Question

A committee of 11 members is to be formed out of 8 males and 5 females. If \( m \) is the number of ways the committee is formed with at least 6 males and \( n \) is the number of ways with at least 3 females, then:

• A. \( n = m - 8 \)
• B. \( m = n = 78 \)
• C. \( m = n = 68 \)
• D. \( m + n = 68 \)

Hint:

For combinatorics problems involving committees, break down the problem by considering all possible cases and apply the binomial coefficient to calculate the number of ways.

Answer 1

The Correct Option is B

We need to calculate \( m \) and \( n \). Step 1: Calculate the number of ways to form the committee with at least 6 males. The possible cases are: - 6 males and 5 females: \[ \binom{8}{6} \times \binom{5}{5} = 28 \times 1 = 28 \] - 7 males and 4 females: \[ \binom{8}{7} \times \binom{5}{4} = 8 \times 5 = 40 \] - 8 males and 3 females: \[ \binom{8}{8} \times \binom{5}{3} = 1 \times 10 = 10 \] Thus, the total number of ways to form the committee with at least 6 males is: \[ m = 28 + 40 + 10 = 78. \] Step 2: Calculate the number of ways to form the committee with at least 3 females.
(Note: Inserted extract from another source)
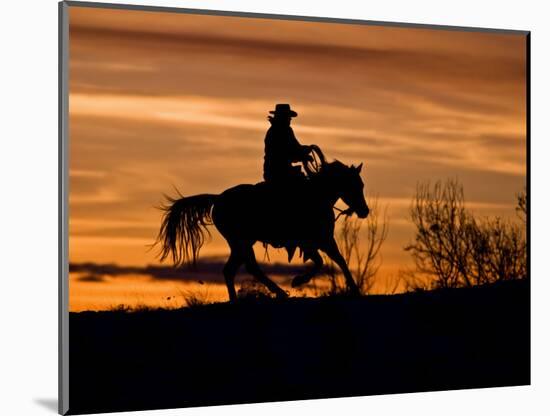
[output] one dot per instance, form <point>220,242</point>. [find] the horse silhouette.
<point>291,215</point>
The possible cases are: - 8 males and 3 females: \[ \binom{8}{8} \times \binom{5}{3} = 1 \times 10 = 10 \] - 7 males and 4 females: \[ \binom{8}{7} \times \binom{5}{4} = 8 \times 5 = 40 \] - 6 males and 5 females: \[ \binom{8}{6} \times \binom{5}{5} = 28 \times 1 = 28 \] Thus, the total number of ways to form the committee with at least 3 females is: \[ n = 10 + 40 + 28 = 78. \] Step 3: Conclusion. Since both \( m \) and \( n \) are 78, the correct answer is \( m = n = 78 \).